Articles | Volume 11, issue 1
The Cryosphere, 11, 609–618, 2017
The Cryosphere, 11, 609–618, 2017

Research article 22 Feb 2017

Research article | 22 Feb 2017

Calving localization at Helheim Glacier using multiple local seismic stations

M. Jeffrey Mei1,2, David M. Holland3, Sridhar Anandakrishnan4, and Tiantian Zheng5 M. Jeffrey Mei et al.
  • 1Department of Applied Ocean Science and Engineering, Woods Hole Oceanographic Institution, MA 02540, USA
  • 2Department of Mechanical Engineering, Massachusetts Institute of Technology, MA 02139, USA
  • 3Courant Institute of Mathematical Sciences, New York University, 251 Mercer Street, New York, NY 10012, USA
  • 4Department of Geosciences, Pennsylvania State University, University Park, PA 16801, USA
  • 5Department of Physics, New York University Abu Dhabi, P.O. Box 129188, Abu Dhabi, United Arab Emirates

Abstract. A multiple-station technique for localizing glacier calving events is applied to Helheim Glacier in southeastern Greenland. The difference in seismic-wave arrival times between each pairing of four local seismometers is used to generate a locus of possible event origins in the shape of a hyperbola. The intersection of the hyperbolas provides an estimate of the calving location. This method is used as the P and S waves are not distinguishable due to the proximity of the local seismometers to the event and the emergent nature of calving signals.

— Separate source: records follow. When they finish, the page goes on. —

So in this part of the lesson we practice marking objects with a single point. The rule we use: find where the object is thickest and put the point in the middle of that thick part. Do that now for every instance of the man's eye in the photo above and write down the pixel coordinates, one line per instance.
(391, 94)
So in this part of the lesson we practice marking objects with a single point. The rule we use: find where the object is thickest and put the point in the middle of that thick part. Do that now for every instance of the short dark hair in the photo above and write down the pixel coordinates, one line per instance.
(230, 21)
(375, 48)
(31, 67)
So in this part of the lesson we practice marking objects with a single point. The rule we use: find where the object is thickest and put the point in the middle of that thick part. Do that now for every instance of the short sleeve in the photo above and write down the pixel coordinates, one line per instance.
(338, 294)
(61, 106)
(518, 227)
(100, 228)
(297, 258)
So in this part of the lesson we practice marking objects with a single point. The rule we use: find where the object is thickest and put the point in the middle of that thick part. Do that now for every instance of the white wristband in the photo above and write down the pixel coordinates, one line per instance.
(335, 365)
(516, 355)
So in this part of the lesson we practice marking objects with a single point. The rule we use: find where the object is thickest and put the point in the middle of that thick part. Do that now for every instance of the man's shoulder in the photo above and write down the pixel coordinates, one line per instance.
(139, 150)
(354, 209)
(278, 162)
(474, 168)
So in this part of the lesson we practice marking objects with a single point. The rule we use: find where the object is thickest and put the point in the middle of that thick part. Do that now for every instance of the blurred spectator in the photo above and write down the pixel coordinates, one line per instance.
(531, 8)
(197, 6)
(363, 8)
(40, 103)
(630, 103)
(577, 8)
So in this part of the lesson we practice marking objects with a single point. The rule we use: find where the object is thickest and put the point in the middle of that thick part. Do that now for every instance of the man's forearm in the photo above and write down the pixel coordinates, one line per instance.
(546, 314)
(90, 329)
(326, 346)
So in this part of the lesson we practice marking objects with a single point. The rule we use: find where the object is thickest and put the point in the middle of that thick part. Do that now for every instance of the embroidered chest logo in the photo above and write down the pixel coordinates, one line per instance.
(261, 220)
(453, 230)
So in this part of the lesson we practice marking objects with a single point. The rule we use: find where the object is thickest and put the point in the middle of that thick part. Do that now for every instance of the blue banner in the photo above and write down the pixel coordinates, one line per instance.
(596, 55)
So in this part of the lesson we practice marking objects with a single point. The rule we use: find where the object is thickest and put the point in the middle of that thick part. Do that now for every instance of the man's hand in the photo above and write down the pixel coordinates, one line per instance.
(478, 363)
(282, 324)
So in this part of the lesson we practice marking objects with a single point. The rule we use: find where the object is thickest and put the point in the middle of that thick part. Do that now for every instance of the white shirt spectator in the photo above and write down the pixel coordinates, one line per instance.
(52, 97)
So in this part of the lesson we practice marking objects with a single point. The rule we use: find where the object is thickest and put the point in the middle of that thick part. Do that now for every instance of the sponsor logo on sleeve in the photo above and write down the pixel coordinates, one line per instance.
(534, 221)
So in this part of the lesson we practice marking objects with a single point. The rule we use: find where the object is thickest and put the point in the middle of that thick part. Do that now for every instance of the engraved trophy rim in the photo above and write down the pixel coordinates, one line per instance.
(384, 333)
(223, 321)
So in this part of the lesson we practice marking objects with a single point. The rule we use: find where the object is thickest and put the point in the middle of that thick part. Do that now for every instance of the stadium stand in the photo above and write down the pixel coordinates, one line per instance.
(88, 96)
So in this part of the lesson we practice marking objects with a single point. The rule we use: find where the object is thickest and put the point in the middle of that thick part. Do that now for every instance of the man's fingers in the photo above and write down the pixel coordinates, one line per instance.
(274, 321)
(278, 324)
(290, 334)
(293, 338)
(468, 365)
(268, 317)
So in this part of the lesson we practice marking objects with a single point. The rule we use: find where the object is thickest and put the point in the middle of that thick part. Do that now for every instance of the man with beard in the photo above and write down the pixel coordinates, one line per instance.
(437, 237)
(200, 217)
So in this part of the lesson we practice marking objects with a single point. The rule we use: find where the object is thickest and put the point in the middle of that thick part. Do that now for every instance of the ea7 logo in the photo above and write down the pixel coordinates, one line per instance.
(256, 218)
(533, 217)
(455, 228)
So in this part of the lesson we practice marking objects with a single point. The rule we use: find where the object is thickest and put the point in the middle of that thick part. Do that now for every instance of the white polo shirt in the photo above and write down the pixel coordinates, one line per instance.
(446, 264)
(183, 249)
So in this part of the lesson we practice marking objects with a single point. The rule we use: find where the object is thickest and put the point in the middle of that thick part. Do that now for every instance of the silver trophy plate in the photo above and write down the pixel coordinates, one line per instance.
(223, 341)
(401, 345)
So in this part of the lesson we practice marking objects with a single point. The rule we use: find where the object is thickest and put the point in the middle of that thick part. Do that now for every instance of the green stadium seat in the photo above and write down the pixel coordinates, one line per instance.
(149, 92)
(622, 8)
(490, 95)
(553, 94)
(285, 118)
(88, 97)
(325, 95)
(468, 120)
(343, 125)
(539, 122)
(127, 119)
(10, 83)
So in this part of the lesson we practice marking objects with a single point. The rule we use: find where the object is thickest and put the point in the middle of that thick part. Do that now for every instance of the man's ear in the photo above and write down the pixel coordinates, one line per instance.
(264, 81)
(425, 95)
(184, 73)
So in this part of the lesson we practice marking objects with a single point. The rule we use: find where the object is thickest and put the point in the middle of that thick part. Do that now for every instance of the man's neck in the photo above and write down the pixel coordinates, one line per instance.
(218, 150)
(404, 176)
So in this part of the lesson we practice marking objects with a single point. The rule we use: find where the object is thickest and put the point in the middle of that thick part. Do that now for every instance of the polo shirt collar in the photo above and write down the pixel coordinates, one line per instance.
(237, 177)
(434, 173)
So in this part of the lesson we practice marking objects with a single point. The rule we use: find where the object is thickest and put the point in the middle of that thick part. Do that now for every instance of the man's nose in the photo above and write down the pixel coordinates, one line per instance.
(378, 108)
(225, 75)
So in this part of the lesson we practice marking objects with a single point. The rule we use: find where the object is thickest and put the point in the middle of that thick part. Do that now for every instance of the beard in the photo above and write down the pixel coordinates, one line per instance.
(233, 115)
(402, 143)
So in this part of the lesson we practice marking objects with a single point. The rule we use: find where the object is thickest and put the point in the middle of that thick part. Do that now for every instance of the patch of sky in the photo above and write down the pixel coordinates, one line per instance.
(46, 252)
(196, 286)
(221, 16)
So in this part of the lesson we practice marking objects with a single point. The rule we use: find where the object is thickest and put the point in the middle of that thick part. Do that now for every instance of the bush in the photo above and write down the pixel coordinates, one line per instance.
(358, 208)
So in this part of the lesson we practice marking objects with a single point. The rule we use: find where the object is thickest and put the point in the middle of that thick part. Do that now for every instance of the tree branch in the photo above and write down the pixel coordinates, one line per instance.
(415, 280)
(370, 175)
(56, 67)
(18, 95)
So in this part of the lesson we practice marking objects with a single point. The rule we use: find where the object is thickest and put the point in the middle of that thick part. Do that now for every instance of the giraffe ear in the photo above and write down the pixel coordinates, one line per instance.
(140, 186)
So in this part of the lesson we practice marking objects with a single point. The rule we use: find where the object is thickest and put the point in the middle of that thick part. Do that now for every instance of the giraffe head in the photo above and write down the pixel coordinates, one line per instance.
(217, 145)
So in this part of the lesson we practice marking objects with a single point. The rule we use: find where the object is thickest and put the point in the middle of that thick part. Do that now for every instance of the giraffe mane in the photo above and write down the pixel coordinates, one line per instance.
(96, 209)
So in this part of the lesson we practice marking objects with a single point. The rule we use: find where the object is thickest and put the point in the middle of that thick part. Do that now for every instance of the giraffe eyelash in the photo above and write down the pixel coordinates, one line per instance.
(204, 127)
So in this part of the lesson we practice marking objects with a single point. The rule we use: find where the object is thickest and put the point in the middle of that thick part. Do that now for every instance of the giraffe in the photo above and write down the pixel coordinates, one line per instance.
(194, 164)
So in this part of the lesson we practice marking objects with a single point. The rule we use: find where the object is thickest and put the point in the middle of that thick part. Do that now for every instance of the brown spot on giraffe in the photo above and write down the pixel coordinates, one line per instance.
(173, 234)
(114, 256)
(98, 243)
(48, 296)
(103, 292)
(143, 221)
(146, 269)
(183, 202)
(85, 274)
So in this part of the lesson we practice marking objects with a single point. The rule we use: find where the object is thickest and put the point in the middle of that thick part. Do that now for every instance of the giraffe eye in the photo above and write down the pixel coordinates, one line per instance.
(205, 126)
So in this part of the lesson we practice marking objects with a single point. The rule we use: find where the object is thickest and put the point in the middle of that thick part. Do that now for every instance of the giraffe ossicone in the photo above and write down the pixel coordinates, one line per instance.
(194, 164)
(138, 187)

We find that the seismic waves that arrive at the seismometers are dominated by surface (Rayleigh) waves. The surface-wave velocity for Helheim Glacier is estimated using a grid search with 11 calving events identified at Helheim from August 2014 to August 2015. From this, a catalogue of 11 calving locations is generated, showing that calving preferentially happens at the northern end of Helheim Glacier.

Short summary
We determine a method to locate calving at Helheim Glacier. By using local seismometers, we are able to find the calving location at a much higher precision than previous studies. The signal–onset time differences at four local seismic stations are used to determine possible seismic-wave origins. We present a catalogue of 12 calving events from 2014 to 2015, which shows that calving preferentially happens at the northern end of Helheim Glacier, which will help to constrain models of calving.